Rap1B acts downstream of mTOR and Rheb. A, neurons were transfected on 0 d.i.v. with a vector for EGFP or myc-tagged Rap1BV12, treated with solvent (DMSO) or rapamycin (Rpmc) after transfection, and stained on 3 d.i.v. with the Tau-1 and an anti-MAP2 antibody. The percentage of neurons without an axon (0), with a single axon (1), and with multiple axons (>1) (B) is shown (mean ± S.E.; ^*, p < 0.001 compared with solvent (DMSO) or between the values indicated by brackets; n > 100). B, neurons were transfected on 0 d.i.v. with a vector for EGFP (control) or myc-tagged Rap1BV12 (green) and the pSHAG RNAi vector (control) or an shRNA vector directed against Rheb (Rheb RNAi) as indicated, and stained on 3 d.i.v. with the Tau-1 (blue) and an anti-MAP2 antibody (red). C, the percentage of neurons without an axon (0), with a single axon (1), and with multiple axons (>1) is shown (mean ± S.E.; ^*, p < 0.001 compared with control or between the values indicated by brackets; n > 100). The scale bar is 20 μm.

FIGURE 8.

Suppression of Smurf2 rescues the loss of Rheb. A and B, neurons were transfected on 0 d.i.v. with a vector for EGFP (green) and shRNAs directed against Rheb (Rheb RNAi, RB), Smurf2 (Smurf2 RNAi, S2) as indicated.
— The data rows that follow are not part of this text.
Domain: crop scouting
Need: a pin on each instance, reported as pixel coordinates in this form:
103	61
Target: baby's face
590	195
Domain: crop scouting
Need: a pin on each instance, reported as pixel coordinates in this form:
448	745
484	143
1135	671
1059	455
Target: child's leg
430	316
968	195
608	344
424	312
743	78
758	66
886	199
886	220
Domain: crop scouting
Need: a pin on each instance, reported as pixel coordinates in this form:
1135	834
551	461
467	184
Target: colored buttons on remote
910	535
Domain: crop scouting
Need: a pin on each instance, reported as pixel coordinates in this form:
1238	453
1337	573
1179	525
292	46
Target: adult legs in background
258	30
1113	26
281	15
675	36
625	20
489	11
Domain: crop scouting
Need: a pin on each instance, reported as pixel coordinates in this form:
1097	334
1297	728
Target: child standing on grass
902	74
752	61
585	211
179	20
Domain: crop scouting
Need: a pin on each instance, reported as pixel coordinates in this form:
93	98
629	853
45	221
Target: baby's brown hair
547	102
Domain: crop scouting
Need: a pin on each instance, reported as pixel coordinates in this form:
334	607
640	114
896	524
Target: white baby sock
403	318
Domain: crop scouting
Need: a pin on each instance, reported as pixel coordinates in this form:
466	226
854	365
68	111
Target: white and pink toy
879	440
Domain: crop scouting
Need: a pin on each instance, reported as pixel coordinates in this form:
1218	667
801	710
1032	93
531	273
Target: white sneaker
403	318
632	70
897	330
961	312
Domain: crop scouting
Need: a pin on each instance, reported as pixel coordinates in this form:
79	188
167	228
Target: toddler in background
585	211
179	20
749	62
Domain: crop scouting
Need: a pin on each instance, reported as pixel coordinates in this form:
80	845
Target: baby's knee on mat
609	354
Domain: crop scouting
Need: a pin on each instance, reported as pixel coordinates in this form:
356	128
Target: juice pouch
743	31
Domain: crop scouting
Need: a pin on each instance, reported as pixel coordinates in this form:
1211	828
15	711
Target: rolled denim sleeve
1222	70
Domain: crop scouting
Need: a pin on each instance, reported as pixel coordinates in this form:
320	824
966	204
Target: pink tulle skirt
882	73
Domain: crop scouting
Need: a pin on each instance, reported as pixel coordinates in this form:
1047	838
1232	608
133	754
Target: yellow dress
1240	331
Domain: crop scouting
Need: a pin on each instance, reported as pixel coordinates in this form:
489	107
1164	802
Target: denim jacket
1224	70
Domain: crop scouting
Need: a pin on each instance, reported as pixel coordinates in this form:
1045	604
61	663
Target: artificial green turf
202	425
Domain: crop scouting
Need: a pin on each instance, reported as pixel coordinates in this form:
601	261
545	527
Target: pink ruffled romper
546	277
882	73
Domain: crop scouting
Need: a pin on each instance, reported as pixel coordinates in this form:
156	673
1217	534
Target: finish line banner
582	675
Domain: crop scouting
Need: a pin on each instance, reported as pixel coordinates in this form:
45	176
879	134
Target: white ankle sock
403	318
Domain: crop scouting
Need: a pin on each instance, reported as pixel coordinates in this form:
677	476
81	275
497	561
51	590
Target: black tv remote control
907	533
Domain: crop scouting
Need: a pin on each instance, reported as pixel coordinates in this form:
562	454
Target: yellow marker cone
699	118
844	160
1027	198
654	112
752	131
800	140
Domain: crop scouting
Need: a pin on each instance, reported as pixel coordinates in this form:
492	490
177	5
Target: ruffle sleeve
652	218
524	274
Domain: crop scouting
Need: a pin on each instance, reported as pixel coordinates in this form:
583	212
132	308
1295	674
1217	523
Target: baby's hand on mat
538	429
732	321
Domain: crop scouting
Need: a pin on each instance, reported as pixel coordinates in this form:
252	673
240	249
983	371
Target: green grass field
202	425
As controls, vectors for shRNAs containing mismatches to the target sequence that do not suppress Rheb (Rheb RNAi mut, control in A and B) or Smurf2 (Smurf2 RNAi mut, control in A and in B) were used. Neurons were stained on 3 d.i.v. with the Tau-1 (blue) and an anti-MAP2 antibody (red). Axons are marked by asterisks. B, the percentage of neurons without an axon (0), with a single axon (1), and with multiple axons (>1) is shown (mean ± S.E.; ^*, p < 0.001 compared with control (Rheb RNAi mut + Smurf2 RNAi mut)).